PU-GAN: a Point Cloud Upsampling Adversarial Network
This addresses the need for high-quality point cloud upsampling in 3D scanning and reconstruction, but it is incremental as it builds on existing GAN-based methods with specific improvements.
The paper tackles the problem of sparse, noisy, and non-uniform point clouds from range scans by proposing PU-GAN, a point cloud upsampling adversarial network, which achieves state-of-the-art results in distribution uniformity, proximity-to-surface, and 3D reconstruction quality.

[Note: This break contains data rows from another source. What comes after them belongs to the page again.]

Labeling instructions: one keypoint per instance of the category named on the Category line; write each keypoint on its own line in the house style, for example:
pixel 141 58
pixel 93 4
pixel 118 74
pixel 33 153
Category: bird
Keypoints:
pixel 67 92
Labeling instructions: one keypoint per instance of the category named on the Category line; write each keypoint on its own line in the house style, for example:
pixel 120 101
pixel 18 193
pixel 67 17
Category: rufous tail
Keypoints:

Point clouds acquired from range scans are often sparse, noisy, and non-uniform. This paper presents a new point cloud upsampling network called PU-GAN, which is formulated based on a generative adversarial network (GAN), to learn a rich variety of point distributions from the latent space and upsample points over patches on object surfaces. To realize a working GAN network, we construct an up-down-up expansion unit in the generator for upsampling point features with error feedback and self-correction, and formulate a self-attention unit to enhance the feature integration. Further, we design a compound loss with adversarial, uniform and reconstruction terms, to encourage the discriminator to learn more latent patterns and enhance the output point distribution uniformity. Qualitative and quantitative evaluations demonstrate the quality of our results over the state-of-the-arts in terms of distribution uniformity, proximity-to-surface, and 3D reconstruction quality.